After this experience, I have noticed that there is this negative stigma surrounding the idea of spinal fusions. Yes, it’s true that spinal fusions don’t “cure” scoliosis, but it did improve my quality of life and the quality of life for others. Everyone’s experience and recovery are different. I was fortunate that my outcome was way better than I was expecting. I want to help people see and understand that medical procedures and technology have changed juristically over the years.
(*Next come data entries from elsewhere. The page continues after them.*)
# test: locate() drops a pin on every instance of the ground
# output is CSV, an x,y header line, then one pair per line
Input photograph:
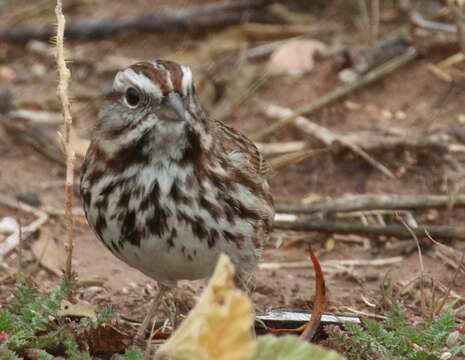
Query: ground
x,y
425,104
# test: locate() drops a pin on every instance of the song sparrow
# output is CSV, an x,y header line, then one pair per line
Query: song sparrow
x,y
166,188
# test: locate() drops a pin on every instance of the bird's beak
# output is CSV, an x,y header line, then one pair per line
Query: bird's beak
x,y
176,103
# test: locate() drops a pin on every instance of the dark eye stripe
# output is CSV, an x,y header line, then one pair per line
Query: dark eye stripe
x,y
133,96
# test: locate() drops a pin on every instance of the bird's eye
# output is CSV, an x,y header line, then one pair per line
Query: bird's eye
x,y
132,97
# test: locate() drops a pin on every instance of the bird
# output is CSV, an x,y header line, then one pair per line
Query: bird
x,y
166,188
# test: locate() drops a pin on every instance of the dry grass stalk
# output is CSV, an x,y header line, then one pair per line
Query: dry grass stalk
x,y
62,89
375,20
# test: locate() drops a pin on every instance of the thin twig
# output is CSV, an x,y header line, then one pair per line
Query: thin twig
x,y
367,202
340,227
333,263
420,258
326,135
341,92
196,18
64,75
375,18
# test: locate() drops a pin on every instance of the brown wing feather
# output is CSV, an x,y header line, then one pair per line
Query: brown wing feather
x,y
235,141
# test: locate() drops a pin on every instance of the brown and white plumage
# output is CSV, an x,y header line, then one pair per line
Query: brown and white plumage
x,y
165,188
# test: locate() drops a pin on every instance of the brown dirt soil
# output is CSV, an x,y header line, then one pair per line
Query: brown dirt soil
x,y
429,106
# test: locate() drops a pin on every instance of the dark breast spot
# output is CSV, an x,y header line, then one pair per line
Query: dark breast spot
x,y
192,152
129,231
151,198
158,222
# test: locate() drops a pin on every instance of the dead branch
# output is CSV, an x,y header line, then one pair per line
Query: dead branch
x,y
374,202
340,92
325,135
366,59
339,227
192,19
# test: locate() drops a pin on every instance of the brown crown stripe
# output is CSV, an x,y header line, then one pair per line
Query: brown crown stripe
x,y
175,72
157,76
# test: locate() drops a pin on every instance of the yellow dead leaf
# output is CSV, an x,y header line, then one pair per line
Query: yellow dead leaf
x,y
219,327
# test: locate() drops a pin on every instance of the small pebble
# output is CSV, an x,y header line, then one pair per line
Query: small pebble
x,y
400,115
8,225
29,198
446,356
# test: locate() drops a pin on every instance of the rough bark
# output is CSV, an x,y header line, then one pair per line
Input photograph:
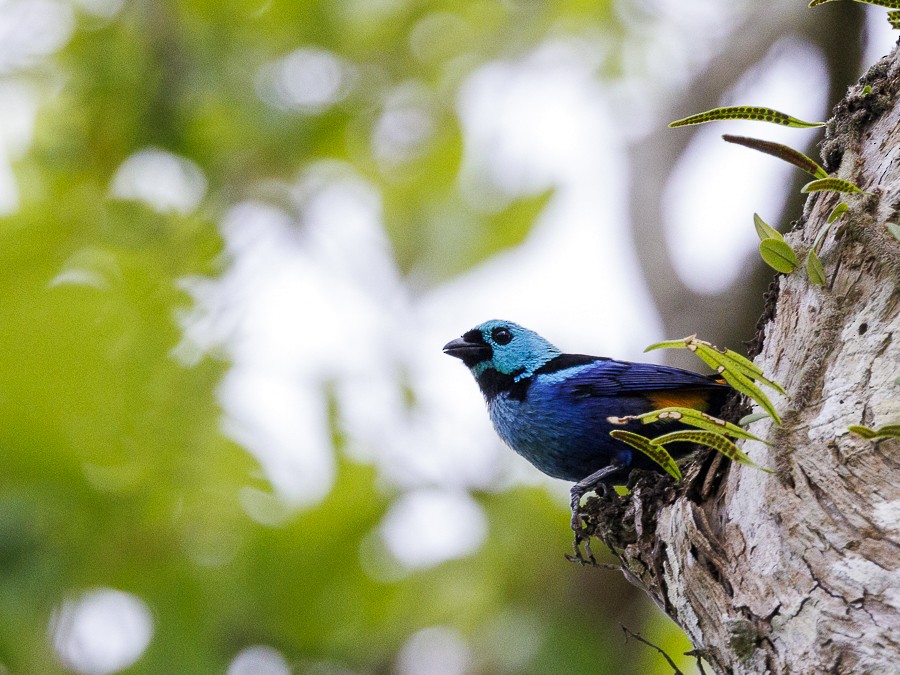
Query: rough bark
x,y
654,158
799,572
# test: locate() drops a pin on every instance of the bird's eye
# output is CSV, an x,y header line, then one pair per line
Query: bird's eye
x,y
501,336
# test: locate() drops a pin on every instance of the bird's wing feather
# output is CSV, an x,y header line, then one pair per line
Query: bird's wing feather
x,y
608,377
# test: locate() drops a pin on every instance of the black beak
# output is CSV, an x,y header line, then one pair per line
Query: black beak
x,y
470,352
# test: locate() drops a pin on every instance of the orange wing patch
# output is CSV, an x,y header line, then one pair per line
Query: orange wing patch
x,y
698,399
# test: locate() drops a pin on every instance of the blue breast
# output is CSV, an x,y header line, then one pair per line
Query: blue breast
x,y
562,431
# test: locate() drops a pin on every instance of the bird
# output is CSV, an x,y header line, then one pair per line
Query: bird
x,y
554,408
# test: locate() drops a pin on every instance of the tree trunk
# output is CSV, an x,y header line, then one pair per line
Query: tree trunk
x,y
799,571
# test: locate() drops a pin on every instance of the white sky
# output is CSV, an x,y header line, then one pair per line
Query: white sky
x,y
319,300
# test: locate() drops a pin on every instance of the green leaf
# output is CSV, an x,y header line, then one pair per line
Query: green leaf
x,y
713,440
780,151
886,431
694,418
747,420
655,452
753,113
736,370
837,212
778,255
669,344
814,269
764,230
894,229
830,185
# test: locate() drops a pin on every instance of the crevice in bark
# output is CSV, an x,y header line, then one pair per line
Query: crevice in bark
x,y
797,572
The research being done on scoliosis today has found numerous ways to help prevent curvature growth in possibly less restrictive and less invasive ways. Before my surgery, I agreed to take part in Dr. Newton’s research that he is conducting for Scoliosis Straight. Ever since then, I’ve been following the research being done on scoliosis and continue to share it with others.
I’ve been fortunate enough to be able and use my experience to help a friend who had to get a spinal fusion and talk to other patients and families about what to expect and how I’m living an active and healthy life today. I’m still taking dance, even better I get to help teach children how to dance. I’m working with children lifting them in and out of wheelchairs and working out at the gym no problem. If there’s any back pain, I can say it’s not from the fusion but from injuring my back like anyone else without spinal fusion.
But the cool part is that I get to show off a 12-inch scar on my back and wear it with pride. I even made a friend while waiting to get my blood drawn. Turned out she was having the same surgery on the same day right before my scheduled time. We would walk back and forth to each other’s rooms while staying in the hospital (the more walking you did, the sooner you could leave) to check in with each other and continue to keep in contact today.
Being able to share my story and support others going through this experience has meant a lot to me and I can’t wait to continue using my story to spread the word about scoliosis and how it can impact one’s life.